Rubén Darío Larrosa

Personal information
- Full name: Rubén Darío Larrosa
- Date of birth: December 4, 1979 (age 45)
- Place of birth: Trenque Lauquen, Argentina
- Height: 1.80 m (5 ft 11 in)
- Position(s): Attacking midfielder / Forward

Team information
- Current team: A.C.D. Aprilia calcio

Senior career*
- Years: Team / Apps / (Gls)
- 2000–2002: Juventud de Las Piedras / 22 / (6)
- 2002–2003: C.A. Cerro / 33 / (18)
- 2003–2004: Gama / 13 / (5)
- 2004–2005: Hailong / 14 / (9)
- 2005–2006: UD Marbella / 16 / (8)
- 2006–2007: Persib Bandung / 20 / (7)
- 2007–2008: Walsall / 15 / (8)
- 2008–2010: Birkirkara / 13 / (8)
- 2010–2012: Ischia / 12 / (6)
- 2012–: A.C.D Aprilia calcio / 18 / (5)

= Rubén Darío Larrosa =

Argentine footballer

Rubén Darío Larrosa (born 4 December 1979) emerged from the bottom of the Football Club Argentino city Lauquen Dam.

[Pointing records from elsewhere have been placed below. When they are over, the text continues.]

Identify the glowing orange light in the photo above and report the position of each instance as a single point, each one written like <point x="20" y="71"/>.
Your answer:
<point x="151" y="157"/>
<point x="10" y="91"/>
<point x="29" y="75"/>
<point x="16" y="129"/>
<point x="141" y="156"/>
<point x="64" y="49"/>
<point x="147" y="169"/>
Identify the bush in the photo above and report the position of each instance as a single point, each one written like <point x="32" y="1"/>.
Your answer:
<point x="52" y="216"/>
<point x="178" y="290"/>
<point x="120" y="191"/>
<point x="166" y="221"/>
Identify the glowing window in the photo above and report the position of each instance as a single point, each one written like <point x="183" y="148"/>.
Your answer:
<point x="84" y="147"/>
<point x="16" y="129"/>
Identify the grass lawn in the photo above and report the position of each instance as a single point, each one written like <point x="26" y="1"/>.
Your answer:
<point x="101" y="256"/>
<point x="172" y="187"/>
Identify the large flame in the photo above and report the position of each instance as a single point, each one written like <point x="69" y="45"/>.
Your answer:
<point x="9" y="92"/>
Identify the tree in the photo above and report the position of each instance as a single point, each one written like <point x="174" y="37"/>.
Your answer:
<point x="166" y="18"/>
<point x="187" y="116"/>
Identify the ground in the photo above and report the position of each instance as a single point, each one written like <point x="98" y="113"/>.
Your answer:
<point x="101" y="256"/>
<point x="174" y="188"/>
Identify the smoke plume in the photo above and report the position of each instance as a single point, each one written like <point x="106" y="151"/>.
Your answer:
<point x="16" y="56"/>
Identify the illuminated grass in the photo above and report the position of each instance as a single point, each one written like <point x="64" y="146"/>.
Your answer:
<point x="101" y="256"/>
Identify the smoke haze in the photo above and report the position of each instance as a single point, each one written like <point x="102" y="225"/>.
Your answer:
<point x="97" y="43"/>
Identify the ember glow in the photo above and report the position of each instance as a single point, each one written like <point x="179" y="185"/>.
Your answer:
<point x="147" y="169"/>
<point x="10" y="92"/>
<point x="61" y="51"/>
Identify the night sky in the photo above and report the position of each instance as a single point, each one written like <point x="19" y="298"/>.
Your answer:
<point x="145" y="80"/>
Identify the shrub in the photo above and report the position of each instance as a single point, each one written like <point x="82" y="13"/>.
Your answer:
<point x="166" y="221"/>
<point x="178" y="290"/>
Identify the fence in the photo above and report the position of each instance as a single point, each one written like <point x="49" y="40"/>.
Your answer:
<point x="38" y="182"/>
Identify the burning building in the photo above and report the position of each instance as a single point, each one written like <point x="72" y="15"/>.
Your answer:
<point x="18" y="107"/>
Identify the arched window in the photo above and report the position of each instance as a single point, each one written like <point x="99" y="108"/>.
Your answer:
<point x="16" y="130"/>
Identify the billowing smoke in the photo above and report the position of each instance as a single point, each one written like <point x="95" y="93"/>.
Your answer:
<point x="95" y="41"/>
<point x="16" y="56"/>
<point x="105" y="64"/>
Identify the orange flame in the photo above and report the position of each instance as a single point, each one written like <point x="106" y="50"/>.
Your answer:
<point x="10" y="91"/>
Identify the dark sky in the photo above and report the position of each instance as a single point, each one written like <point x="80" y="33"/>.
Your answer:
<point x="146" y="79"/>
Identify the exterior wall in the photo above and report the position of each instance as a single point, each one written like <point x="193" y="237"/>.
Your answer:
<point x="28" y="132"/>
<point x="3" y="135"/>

Now a professional footballer side currently playing for ASD Aprilia calcium in Italy, where he plays as a forward.

He has played for different clubs throughout the world, such as Juventud de Las Piedras and C.A. Cerro (Uruguay), Gama (Brazil), Hailong (China), UD Marbella (Spain), Persib Bandung (Indonesia), Walsall (England).